Remember that the decisions about how offers will be presented, how offers will be negotiated, whether counter-offers will be made and ultimately which offer, if any, will be accepted, are made by the seller & buyer —not by the agent. Remember that the decisions are theirs to make—not yours, and that you are bound by their lawful and ethical instructions. Explain that your advice is just that and that your past experience cannot guarantee what a particular buyer or seller may do. (NAR Revised 5/01)
Explain the various ways multiple offers may be dealt with:
- sellers can simply accept the best offer received.
- sellers can inform all potential purchasers that multiple offers are on the table and invite all to make their best offer
- sellers can counter one offer and try to negotiate that deal while putting the others to the side;
- sellers can counter one offer and reject the other offers entirely
Explain the pluses and minuses of each approach:
- accepting the best offer could help the closing process move forward more quickly, but the seller will lose an opportunity in receiving an even better offer;
- asking for all best offers could increase the price the seller expected or it may encourage buyers not interested in a “bidding war” to pursue other other properties.

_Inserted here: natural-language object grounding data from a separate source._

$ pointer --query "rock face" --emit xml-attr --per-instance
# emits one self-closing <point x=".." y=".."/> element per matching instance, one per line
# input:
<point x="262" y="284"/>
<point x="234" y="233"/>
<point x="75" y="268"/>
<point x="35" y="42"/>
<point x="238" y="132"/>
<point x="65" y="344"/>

- you set the price when you countering one offer, but not all second buyers will give you the time to negotiate before pulling their offer off the table.
- when you reject offers entirely if they are weak or have unfavorable terms, remember that should anything happens with prevailing buyer, you might value this backup
Be aware of your duties to other parties—both as established in the Code of Ethics and in state law and regulation.
- You must protect and promote the interests of your clients, but that it does not relieve you of the obligation to treat all parties honestly. (from Article 1)
- When representing sellers or buyers, be mindful of Standard of Practice 1-6’s charge to “. . . submit offers and counter-offers objectively and as quickly as possible.”
- With the seller’s approval you may “…divulge the existence of offers on the property” consistent with Standard of Practice 1-15.
- In the standard Berkshire Exclusive Right to Sell, the seller gives you permission to disclose the existence of offers (but you should have had a conversation about it before doing so), but you cannot disclose “the price and other terms of any offer”, unless authorized by the SELLER in writing.
- While the Code of Ethics does not expressly mandate “fairness” (given its inherent subjectivity), remember that the Preamble has long noted that “. . . REALTOR® has come to connote competency, fairness, and high integrity. . . .” If a seller directs you to advise offerors about the existence of other purchase offers, fairness dictates that all offerors or their representatives be so informed.
- Article 3 calls on REALTORS® to “. . . cooperate with other brokers except when cooperation is not in the client’s best interest.” Implicit in cooperation is forthright sharing of information related to cooperative transactions and potential cooperative transactions. Much of the frustration that occurs in multiple offer situations results from cooperating brokers being unaware of the status of offers they have procured. Listing brokers should make reasonable efforts to keep cooperating brokers informed. Similarly, buyer brokers should make reasonable efforts to keep listing brokers informed about the status of counter-offers their seller-clients have made.
For buyer agents, you too should have a conversation with your clients about the possibility of multiple offers and the pluses and minuses of each approach to reacting to the seller’s counter.
Finally, please realize that in multiple offer situations only one offer will result in a sale and someone will be very disappointed that their offer was not accepted. While little can be done to assuage their disappointment, fair and honest treatment throughout the process; coupled with prompt, ongoing and open communication, will enhance the likelihood they will feel they were treated fairly and honestly. In this regard, “. . . REALTORS® can take no safer guide than that which has been handed down through the centuries, embodied in the Golden Rule, ‘Whatsoever ye would that others should do to you, do ye even so to them.’ ” (from the Preamble to the Code of Ethics).